Good IT talent is hard to find. You know what's even more difficult? Finding good cybersecurity talent. Demand for skilled cybersecurity professionals is growing at an astonishing rate -- four times faster than the IT jobs market and 12 times faster than the overall labor market, according to research from Burning Glass Technologies.
Unfortunately, supply isn't keeping up with demand, according to online cybersecurity training and MOOC platform Cybrary's Cyber Security Job Trends Survey for 2016. Of the 435 senior-level technology professionals who completed the survey between October and December 2015, 68 percent affirmed that there is a global shortage of skilled cybersecurity professionals. Only 13 percent of companies said there was an abundance of cybersecurity talent in their local areas.
Using the same old sourcing and recruiting tactics isn't going to work -- what you need are, well, hacks who can help you better attract and retain critical cybersecurity talent and skills. Here are eight approaches to finding cybersecurity talent.
1. Create and maintain an active social presence
"We're all familiar with social and professional networks -- LinkedIn, Twitter and Facebook are your big three. You want to be there, but you also want to find social professional networks that are focused on verticals, like cybersecurity. You want to find forums, web sites, discussion groups, even Reddit can be a great place to start conversations," says Trevor Halstead, product specialist in Talent Services, Cybrary. Cybersecurity pros differ from other IT talent in that their online presence will be much more guarded, much more specific and much more secure, Halstead says. They know exactly how vulnerable humans are on the Internet, so they'll be more careful with their interactions.
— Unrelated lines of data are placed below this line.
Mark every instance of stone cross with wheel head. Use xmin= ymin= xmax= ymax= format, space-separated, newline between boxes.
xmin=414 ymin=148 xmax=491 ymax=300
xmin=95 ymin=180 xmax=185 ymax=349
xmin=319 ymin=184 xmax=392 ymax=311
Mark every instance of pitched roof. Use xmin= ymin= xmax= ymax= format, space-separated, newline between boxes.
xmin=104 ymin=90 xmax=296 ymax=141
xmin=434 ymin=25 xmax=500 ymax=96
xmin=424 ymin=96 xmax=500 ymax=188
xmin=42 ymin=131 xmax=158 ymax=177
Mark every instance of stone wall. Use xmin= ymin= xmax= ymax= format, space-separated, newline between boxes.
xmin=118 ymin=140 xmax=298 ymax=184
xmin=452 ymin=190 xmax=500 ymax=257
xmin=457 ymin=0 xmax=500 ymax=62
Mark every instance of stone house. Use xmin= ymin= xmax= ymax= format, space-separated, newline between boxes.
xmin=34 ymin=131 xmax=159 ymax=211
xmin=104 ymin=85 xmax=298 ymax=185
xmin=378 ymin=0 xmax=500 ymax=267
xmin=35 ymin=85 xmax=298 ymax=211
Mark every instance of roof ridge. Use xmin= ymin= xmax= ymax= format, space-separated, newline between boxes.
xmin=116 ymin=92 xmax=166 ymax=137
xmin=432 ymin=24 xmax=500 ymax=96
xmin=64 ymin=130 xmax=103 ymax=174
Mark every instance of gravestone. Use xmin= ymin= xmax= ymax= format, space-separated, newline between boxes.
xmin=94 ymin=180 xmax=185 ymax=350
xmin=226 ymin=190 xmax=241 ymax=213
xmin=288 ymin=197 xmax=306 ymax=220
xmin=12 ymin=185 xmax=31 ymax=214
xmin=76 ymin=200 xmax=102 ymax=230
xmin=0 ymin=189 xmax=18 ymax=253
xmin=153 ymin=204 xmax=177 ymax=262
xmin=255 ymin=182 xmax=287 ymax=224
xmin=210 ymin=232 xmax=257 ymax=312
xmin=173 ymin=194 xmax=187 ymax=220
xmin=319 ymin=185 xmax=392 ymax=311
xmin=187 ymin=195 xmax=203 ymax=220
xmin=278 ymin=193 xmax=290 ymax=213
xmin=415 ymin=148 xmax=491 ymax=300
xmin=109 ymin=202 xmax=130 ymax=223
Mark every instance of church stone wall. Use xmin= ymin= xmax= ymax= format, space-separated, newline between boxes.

You have to go where they are, on their terms, to even begin a conversation, he says.
2. Engage young and entry-level talent
Chances are, you've got a stable of young, eager and energetic IT talent already working with your company. Don't miss out on the opportunity to mentor and grow those individuals with the company and develop them into seasoned cybersecurity pros, Halstead says.
"Pique their interest early, and help them realize the potential to engage in challenging work, as well as growth and development. You can offer training, education and mentoring; you can partner with online and/or local cybersecurity training providers and send them to security-focused conferences and meetups," Halstead says. You're going to pay for your talent to further their education and training anyway, right? Why not steer them toward security?